‘I’ve been sleeping for the last twenty-four hours, Mrs. Copley, and I really don’t need any more sleep at present,’ he protested laughingly, but with a slight air of embarrassment. It was a peculiar trait of Sybert’s that he never liked to be made the subject of conversation, which was possibly the reason why he had been made the subject of so many conversations. This reticence when speaking of himself or his own feelings, struck the beholder as somewhat puzzling. It had always puzzled Marcia, and had been one reason why she had been so persistent in her desire to find out what he was really like.

The party shortly assembled for dinner, the women in the coolest of light summer gowns, the men in white linen instead of evening dress. They went into the dining-room without affording Marcia a chance to catch her uncle alone. The meal did not pass off very gaily. Assassinations were served with the soup, bread riots with the fish, and hypothetical robberies and plots with the further courses; while Pietro presided with a sinister obsequiousness which added darkly to the effect. In vain Mrs. Copley tried to turn the conversation into pleasanter channels. The men were too stirred up to talk of anything else, and the threatened tragedy of the day was rehearsed in all its bearings.

The assassin had dashed out from the crowd that lined the driveway and sprung to the side of the royal carriage before any of the bystanders had realized what was happening. The white-haired aide-de-camp sitting at his Majesty’s side was the first to see, and springing to his feet, he struck the man fiercely in the face just as he raised his arm. Had it not been for the aide-de-camp’s quick action, the man would have plunged his stiletto into the King’s heart.

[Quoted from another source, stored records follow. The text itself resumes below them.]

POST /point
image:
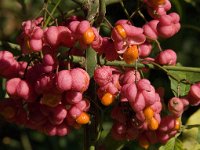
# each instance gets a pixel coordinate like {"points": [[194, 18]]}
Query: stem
{"points": [[51, 14], [125, 10]]}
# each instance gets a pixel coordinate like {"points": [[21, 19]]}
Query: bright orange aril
{"points": [[121, 31], [148, 113], [153, 124], [88, 36], [131, 54], [84, 118], [107, 99]]}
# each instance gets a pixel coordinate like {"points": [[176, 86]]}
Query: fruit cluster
{"points": [[47, 95]]}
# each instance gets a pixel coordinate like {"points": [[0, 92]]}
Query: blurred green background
{"points": [[12, 12]]}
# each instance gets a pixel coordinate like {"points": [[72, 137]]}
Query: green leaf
{"points": [[173, 144], [186, 79], [190, 137]]}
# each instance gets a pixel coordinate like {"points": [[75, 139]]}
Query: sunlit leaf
{"points": [[187, 78], [173, 144], [190, 137]]}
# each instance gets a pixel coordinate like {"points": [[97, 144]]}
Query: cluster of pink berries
{"points": [[137, 112], [48, 97], [42, 99]]}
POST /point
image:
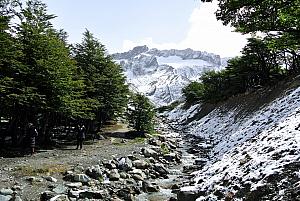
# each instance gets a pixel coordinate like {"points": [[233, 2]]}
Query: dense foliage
{"points": [[141, 113], [45, 81], [272, 53]]}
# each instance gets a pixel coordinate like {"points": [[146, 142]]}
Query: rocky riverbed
{"points": [[110, 169]]}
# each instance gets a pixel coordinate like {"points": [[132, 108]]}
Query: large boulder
{"points": [[6, 191], [149, 153], [125, 164], [189, 193], [60, 189], [159, 168], [140, 164], [5, 197], [94, 172], [149, 187], [114, 175], [81, 178]]}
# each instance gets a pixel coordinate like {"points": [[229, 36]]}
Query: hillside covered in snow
{"points": [[254, 152], [161, 74]]}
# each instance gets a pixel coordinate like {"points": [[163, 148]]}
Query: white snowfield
{"points": [[161, 74], [248, 150]]}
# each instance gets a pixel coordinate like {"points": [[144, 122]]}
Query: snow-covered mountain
{"points": [[255, 149], [161, 74]]}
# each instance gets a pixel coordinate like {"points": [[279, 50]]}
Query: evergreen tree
{"points": [[141, 113], [103, 78]]}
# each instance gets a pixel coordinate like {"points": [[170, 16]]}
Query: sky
{"points": [[164, 24]]}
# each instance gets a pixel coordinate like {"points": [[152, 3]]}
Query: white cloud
{"points": [[205, 34]]}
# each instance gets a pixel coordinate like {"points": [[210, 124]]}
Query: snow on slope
{"points": [[253, 156], [161, 74]]}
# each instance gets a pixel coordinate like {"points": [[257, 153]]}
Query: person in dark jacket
{"points": [[80, 136], [32, 131]]}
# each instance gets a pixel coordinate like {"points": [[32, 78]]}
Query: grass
{"points": [[46, 170]]}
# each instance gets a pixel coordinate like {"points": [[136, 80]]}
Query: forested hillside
{"points": [[272, 53], [46, 81]]}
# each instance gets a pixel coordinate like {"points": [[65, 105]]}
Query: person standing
{"points": [[80, 136], [32, 131]]}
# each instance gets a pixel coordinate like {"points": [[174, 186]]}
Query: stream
{"points": [[192, 159]]}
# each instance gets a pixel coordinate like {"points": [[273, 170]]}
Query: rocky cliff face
{"points": [[253, 145], [161, 74]]}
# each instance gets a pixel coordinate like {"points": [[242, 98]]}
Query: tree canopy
{"points": [[46, 81]]}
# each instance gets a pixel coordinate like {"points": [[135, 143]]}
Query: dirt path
{"points": [[14, 171]]}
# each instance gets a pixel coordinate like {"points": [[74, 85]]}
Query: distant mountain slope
{"points": [[161, 74], [255, 152]]}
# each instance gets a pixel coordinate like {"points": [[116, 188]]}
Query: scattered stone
{"points": [[137, 177], [132, 157], [140, 164], [60, 198], [170, 157], [188, 195], [109, 165], [94, 172], [81, 178], [74, 185], [60, 189], [5, 197], [161, 169], [149, 152], [17, 198], [47, 195], [51, 179], [125, 164], [123, 175], [91, 195], [149, 188], [79, 169], [114, 175], [34, 179], [175, 186], [6, 191]]}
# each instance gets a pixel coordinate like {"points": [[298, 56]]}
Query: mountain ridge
{"points": [[161, 74]]}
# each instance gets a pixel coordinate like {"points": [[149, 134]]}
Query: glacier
{"points": [[161, 74]]}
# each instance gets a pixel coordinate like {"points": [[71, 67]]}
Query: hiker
{"points": [[80, 136], [32, 137]]}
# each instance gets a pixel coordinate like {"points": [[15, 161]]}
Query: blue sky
{"points": [[122, 24]]}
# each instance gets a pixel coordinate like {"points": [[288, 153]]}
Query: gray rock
{"points": [[138, 172], [190, 195], [125, 164], [6, 191], [78, 169], [51, 179], [81, 178], [60, 189], [94, 172], [137, 177], [114, 175], [149, 152], [60, 198], [133, 157], [75, 194], [17, 198], [5, 197], [148, 187], [123, 175], [91, 195], [34, 179], [109, 165], [74, 185], [47, 195], [170, 157], [140, 164], [160, 169]]}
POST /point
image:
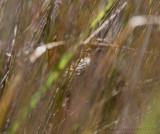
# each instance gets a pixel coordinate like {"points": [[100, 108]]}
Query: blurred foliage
{"points": [[109, 85]]}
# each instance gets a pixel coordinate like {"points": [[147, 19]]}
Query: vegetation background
{"points": [[79, 66]]}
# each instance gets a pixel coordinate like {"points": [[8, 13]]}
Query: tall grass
{"points": [[95, 67]]}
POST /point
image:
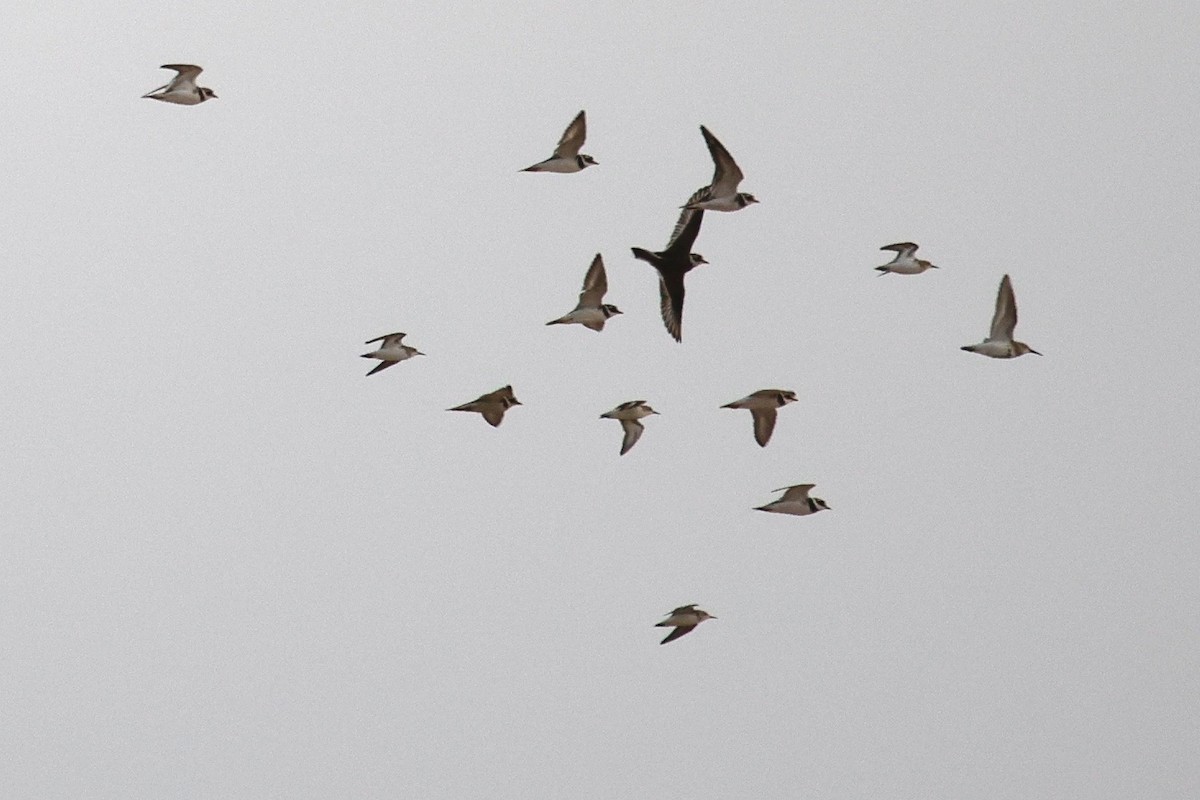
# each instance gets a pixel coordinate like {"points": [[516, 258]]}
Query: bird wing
{"points": [[382, 366], [671, 302], [388, 340], [682, 630], [573, 137], [687, 217], [798, 492], [763, 425], [187, 73], [904, 250], [1003, 322], [726, 174], [595, 284], [633, 433]]}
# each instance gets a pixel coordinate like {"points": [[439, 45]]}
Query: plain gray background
{"points": [[232, 566]]}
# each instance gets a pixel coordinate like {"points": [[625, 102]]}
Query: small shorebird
{"points": [[684, 620], [723, 193], [672, 264], [391, 352], [905, 263], [796, 500], [763, 404], [592, 312], [1000, 343], [492, 405], [183, 89], [629, 415], [567, 157]]}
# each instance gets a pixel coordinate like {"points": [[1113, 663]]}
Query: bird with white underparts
{"points": [[796, 501], [906, 262], [723, 193], [591, 311], [672, 264], [491, 405], [567, 157], [684, 620], [763, 405], [181, 89], [630, 415], [1000, 342], [391, 352]]}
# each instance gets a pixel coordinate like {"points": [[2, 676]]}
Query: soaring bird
{"points": [[673, 263], [567, 157], [1000, 343], [183, 89]]}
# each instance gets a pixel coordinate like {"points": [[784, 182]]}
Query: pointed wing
{"points": [[904, 250], [683, 630], [595, 284], [389, 340], [498, 396], [763, 425], [671, 302], [1003, 322], [726, 174], [633, 433], [685, 218], [187, 73], [798, 492], [382, 366], [573, 137]]}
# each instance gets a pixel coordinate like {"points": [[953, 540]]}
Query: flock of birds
{"points": [[672, 264]]}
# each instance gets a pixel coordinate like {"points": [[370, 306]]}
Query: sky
{"points": [[233, 566]]}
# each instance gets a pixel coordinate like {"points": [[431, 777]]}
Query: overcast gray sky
{"points": [[233, 566]]}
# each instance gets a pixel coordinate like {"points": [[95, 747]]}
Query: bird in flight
{"points": [[796, 500], [591, 312], [629, 414], [1000, 343], [723, 193], [391, 352], [672, 264], [905, 263], [762, 405], [684, 620], [491, 405], [567, 157], [183, 89]]}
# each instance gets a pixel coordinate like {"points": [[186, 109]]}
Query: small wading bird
{"points": [[762, 405], [796, 500], [492, 405], [591, 312], [905, 263], [391, 352], [723, 193], [684, 620], [567, 157], [183, 89], [629, 415], [1000, 343], [672, 264]]}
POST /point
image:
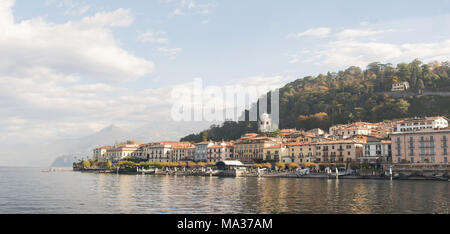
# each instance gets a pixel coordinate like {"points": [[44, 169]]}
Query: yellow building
{"points": [[342, 151], [302, 152], [274, 153], [250, 147]]}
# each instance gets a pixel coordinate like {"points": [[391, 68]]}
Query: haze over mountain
{"points": [[62, 152]]}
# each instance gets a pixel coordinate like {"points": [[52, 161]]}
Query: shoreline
{"points": [[270, 175]]}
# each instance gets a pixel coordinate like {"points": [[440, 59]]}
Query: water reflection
{"points": [[35, 192]]}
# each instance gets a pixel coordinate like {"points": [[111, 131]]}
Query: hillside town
{"points": [[413, 141]]}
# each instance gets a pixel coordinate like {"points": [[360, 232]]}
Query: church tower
{"points": [[265, 123]]}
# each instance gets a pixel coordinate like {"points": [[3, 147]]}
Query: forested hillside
{"points": [[352, 95]]}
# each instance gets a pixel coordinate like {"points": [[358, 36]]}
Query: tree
{"points": [[420, 86]]}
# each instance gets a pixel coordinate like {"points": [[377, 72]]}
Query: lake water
{"points": [[28, 190]]}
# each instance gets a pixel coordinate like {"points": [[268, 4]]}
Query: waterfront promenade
{"points": [[405, 173]]}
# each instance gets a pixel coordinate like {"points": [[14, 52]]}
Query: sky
{"points": [[70, 68]]}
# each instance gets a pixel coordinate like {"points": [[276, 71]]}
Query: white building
{"points": [[377, 151], [265, 123], [201, 151], [400, 86], [421, 124], [100, 153], [117, 153], [354, 131], [159, 151]]}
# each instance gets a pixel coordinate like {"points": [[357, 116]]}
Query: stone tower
{"points": [[265, 123]]}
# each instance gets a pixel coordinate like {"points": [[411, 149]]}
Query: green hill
{"points": [[353, 95]]}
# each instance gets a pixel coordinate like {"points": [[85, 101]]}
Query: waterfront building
{"points": [[159, 151], [265, 123], [139, 153], [376, 152], [422, 123], [317, 132], [274, 153], [250, 147], [420, 146], [302, 152], [121, 151], [400, 86], [342, 151], [99, 153], [183, 152], [220, 152], [201, 151]]}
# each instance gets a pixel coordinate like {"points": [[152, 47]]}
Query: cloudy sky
{"points": [[69, 68]]}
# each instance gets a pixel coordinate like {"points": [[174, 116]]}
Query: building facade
{"points": [[342, 151], [99, 154], [426, 146], [250, 148], [377, 152], [420, 124]]}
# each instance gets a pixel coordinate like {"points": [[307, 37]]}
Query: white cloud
{"points": [[153, 37], [169, 52], [314, 32], [55, 79], [117, 18], [354, 33], [185, 7], [86, 47], [343, 53], [176, 12]]}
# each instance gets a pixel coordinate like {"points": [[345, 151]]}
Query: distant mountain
{"points": [[353, 95], [82, 147]]}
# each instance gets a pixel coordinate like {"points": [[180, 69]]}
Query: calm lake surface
{"points": [[28, 190]]}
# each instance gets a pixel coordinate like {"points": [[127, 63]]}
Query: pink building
{"points": [[421, 146]]}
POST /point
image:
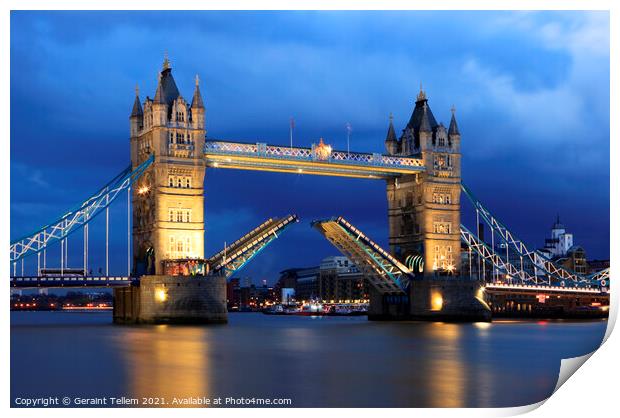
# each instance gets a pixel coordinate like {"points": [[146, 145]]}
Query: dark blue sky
{"points": [[531, 92]]}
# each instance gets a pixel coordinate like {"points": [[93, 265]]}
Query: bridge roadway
{"points": [[31, 282], [318, 160]]}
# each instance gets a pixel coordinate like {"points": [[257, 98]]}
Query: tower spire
{"points": [[454, 128], [166, 64], [197, 99], [136, 111], [421, 94]]}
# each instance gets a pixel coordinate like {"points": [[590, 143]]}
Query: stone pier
{"points": [[172, 299]]}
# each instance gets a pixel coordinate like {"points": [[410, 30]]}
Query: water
{"points": [[315, 362]]}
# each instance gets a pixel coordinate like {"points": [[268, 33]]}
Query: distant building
{"points": [[575, 260], [598, 265], [559, 243], [335, 279]]}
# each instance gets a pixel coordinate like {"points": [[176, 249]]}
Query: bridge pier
{"points": [[172, 299]]}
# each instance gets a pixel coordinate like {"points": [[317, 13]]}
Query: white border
{"points": [[590, 393]]}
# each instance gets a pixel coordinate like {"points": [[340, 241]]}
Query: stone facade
{"points": [[168, 199], [424, 209], [172, 299]]}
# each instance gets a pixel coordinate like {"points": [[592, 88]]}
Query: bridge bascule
{"points": [[165, 205]]}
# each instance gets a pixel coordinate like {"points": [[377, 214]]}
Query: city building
{"points": [[575, 260], [598, 265], [559, 243], [336, 279]]}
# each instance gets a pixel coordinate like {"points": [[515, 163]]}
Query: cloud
{"points": [[531, 91]]}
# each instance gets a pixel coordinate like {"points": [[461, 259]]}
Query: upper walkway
{"points": [[318, 160]]}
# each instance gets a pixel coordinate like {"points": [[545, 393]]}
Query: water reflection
{"points": [[331, 362], [446, 380], [166, 361]]}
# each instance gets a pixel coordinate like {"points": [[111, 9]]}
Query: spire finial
{"points": [[421, 94], [166, 64]]}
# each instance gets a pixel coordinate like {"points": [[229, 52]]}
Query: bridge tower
{"points": [[424, 209], [168, 201]]}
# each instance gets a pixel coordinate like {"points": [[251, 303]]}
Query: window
{"points": [[442, 258], [171, 247], [442, 198], [179, 215], [442, 227]]}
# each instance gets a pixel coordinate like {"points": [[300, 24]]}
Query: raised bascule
{"points": [[435, 267]]}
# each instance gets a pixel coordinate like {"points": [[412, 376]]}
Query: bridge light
{"points": [[161, 295], [436, 301]]}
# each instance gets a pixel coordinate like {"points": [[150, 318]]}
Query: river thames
{"points": [[314, 362]]}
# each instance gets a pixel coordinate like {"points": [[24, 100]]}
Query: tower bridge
{"points": [[435, 267]]}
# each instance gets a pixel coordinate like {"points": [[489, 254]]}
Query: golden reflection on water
{"points": [[447, 380], [166, 361]]}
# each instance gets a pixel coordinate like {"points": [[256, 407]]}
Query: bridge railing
{"points": [[309, 154]]}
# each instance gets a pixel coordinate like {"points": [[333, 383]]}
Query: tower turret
{"points": [[391, 143], [198, 107], [136, 118], [169, 198], [454, 135]]}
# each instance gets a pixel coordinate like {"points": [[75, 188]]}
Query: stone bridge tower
{"points": [[424, 209], [168, 200]]}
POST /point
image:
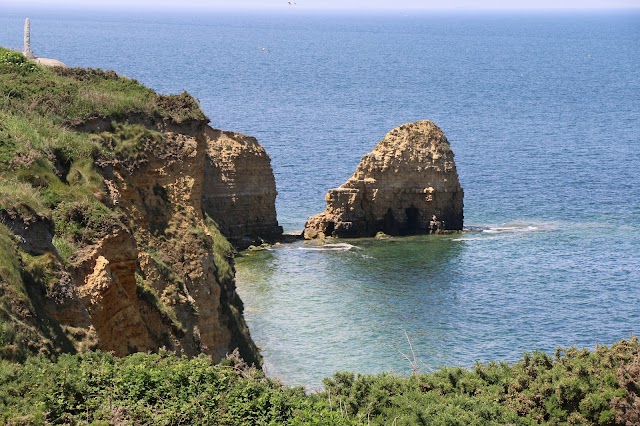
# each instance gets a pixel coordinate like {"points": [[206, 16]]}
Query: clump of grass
{"points": [[223, 253]]}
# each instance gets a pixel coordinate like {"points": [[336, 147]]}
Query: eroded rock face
{"points": [[408, 178], [239, 190], [162, 275]]}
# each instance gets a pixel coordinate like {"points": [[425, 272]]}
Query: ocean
{"points": [[542, 111]]}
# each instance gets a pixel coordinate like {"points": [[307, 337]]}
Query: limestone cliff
{"points": [[161, 277], [239, 188], [409, 177]]}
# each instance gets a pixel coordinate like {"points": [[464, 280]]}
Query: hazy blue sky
{"points": [[326, 4]]}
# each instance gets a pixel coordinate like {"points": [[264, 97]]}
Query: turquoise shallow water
{"points": [[542, 112]]}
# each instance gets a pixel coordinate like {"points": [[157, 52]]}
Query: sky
{"points": [[325, 4]]}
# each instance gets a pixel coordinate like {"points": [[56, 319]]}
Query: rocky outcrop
{"points": [[239, 190], [398, 188], [158, 272]]}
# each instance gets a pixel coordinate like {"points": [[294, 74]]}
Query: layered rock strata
{"points": [[239, 190], [398, 188], [160, 274]]}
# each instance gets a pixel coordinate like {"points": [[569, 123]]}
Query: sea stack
{"points": [[407, 185], [239, 190]]}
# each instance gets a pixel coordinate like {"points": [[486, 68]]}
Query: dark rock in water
{"points": [[398, 188]]}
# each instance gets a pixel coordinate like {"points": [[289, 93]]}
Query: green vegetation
{"points": [[51, 166], [575, 386], [60, 129]]}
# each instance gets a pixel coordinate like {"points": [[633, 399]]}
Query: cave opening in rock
{"points": [[390, 226], [413, 216]]}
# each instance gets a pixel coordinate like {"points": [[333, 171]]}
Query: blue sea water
{"points": [[542, 111]]}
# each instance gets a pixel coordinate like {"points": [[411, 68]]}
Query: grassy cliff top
{"points": [[72, 95]]}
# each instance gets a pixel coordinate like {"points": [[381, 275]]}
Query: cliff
{"points": [[398, 188], [105, 239], [240, 190]]}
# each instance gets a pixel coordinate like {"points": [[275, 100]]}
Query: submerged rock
{"points": [[398, 188]]}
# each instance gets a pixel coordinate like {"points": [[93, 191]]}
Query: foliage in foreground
{"points": [[575, 386]]}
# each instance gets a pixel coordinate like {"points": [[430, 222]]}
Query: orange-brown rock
{"points": [[239, 190], [398, 188], [160, 274]]}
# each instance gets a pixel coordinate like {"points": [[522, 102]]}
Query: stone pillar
{"points": [[27, 39]]}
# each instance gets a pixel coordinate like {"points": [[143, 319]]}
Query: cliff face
{"points": [[108, 211], [164, 276], [409, 177], [240, 191]]}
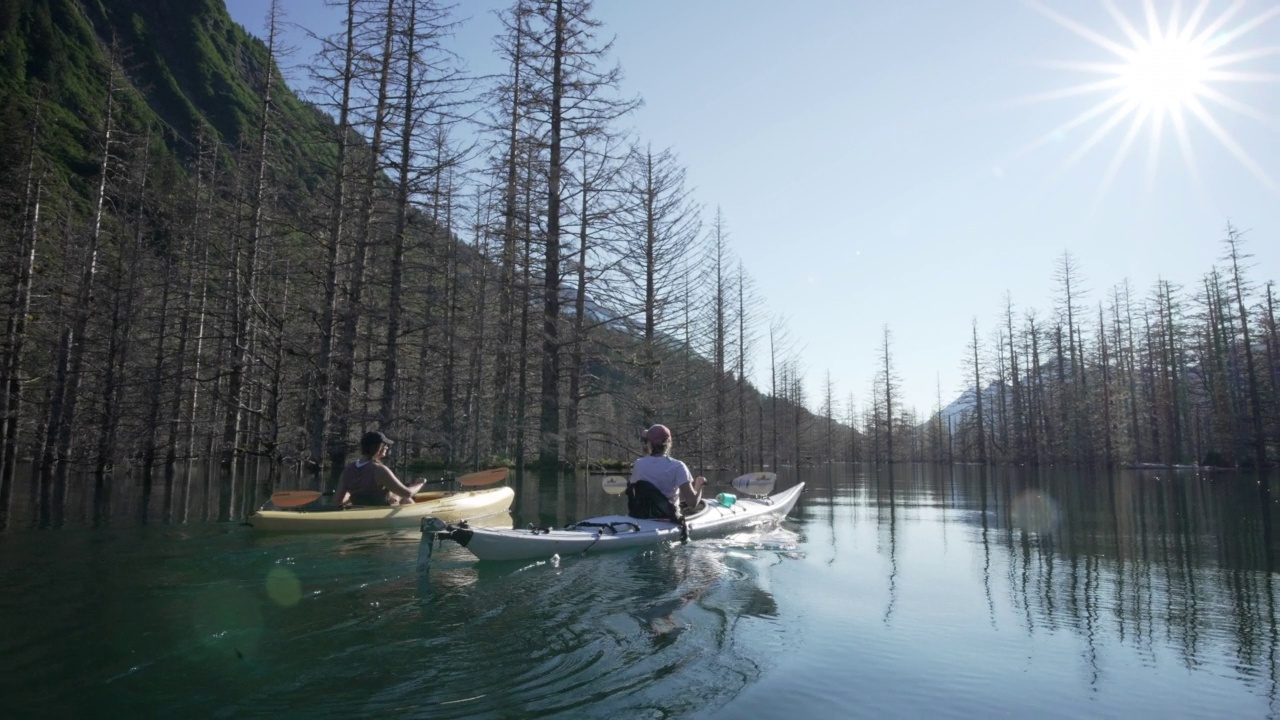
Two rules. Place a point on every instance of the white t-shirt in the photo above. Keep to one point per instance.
(666, 474)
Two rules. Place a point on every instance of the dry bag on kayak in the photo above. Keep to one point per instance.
(647, 502)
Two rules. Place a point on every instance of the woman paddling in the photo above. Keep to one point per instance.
(369, 482)
(664, 474)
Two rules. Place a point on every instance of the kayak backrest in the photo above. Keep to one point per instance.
(648, 502)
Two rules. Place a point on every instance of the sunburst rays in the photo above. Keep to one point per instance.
(1171, 71)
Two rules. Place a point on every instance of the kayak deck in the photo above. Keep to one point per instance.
(451, 506)
(613, 532)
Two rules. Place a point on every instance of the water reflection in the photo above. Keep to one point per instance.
(1151, 588)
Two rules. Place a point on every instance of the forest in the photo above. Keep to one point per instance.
(204, 263)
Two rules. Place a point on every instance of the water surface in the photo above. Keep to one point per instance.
(952, 592)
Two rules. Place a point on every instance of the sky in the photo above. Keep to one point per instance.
(910, 164)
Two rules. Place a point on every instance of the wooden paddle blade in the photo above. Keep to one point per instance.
(615, 484)
(484, 477)
(755, 483)
(295, 497)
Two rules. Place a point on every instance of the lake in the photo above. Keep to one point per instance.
(905, 592)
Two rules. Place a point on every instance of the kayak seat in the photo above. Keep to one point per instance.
(647, 502)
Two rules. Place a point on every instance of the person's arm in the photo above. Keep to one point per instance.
(392, 484)
(339, 493)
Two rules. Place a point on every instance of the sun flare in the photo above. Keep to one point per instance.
(1166, 73)
(1170, 73)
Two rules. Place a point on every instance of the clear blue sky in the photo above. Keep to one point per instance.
(895, 163)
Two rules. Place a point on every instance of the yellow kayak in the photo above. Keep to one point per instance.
(448, 506)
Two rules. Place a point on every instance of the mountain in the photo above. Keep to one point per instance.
(183, 65)
(967, 405)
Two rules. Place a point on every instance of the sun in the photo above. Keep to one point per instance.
(1169, 72)
(1166, 74)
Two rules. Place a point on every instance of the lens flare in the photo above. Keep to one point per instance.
(1173, 73)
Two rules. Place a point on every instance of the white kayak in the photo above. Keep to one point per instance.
(612, 532)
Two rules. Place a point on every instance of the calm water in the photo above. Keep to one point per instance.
(933, 592)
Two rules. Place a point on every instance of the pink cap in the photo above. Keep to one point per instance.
(657, 434)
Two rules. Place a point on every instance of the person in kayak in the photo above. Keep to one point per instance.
(369, 482)
(662, 486)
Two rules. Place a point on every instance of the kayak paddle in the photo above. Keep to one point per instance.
(296, 497)
(615, 484)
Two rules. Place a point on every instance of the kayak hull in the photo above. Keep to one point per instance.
(452, 507)
(618, 532)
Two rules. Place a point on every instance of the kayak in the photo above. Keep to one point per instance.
(718, 516)
(451, 506)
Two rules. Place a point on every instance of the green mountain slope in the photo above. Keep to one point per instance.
(186, 65)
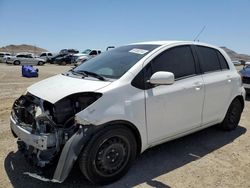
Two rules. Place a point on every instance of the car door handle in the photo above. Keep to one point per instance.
(229, 78)
(198, 85)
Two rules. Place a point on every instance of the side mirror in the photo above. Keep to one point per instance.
(162, 78)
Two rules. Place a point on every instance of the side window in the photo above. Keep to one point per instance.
(178, 60)
(208, 59)
(223, 62)
(94, 52)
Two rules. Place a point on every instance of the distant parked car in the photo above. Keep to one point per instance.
(68, 51)
(63, 60)
(87, 54)
(236, 63)
(46, 56)
(3, 55)
(245, 74)
(24, 59)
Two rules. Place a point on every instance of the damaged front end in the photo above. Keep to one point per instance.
(47, 133)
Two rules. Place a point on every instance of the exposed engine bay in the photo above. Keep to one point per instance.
(46, 127)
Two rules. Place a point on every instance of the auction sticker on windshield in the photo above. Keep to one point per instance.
(138, 51)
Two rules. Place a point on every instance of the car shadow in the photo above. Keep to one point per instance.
(151, 164)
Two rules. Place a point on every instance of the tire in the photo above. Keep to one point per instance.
(233, 115)
(108, 155)
(16, 63)
(63, 63)
(40, 63)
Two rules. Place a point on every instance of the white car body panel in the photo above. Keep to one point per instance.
(57, 87)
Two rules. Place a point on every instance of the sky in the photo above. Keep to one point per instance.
(80, 24)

Mrs. Copley and Mrs. Melville shuddered, and Marcia leaned forward listening with wide eyes.

‘Right on the Pincio, mind you.’ Melville in his excitement thumped the table until the glasses rang. ‘Not a chance of the fellow’s getting off. Scarcely a chance of his accomplishing his purpose. He knew he would be taken. Shouted, “Viva libertà!” as the soldiers grabbed him—I swear it beats me what these fellows are after. “Viva libertà!” That’s what they cried when they put the House of Savoy on the throne, and now they’re trying to pull it off again with the same cry.’

‘I fear the seeds of revolution are sown pretty thick in Italy,’ said Copley.

‘Where aren’t there the seeds of revolution to-day?’ Melville groaned. ‘Central Africa is only waiting a government in order to overturn it.’

‘By the way,’ interpolated Copley, ‘the assassin is a friend of Sybert’s.’

‘A friend of Sybert’s!’ Marcia echoed the words before she considered their form.

Sybert caught the expression and smiled slightly.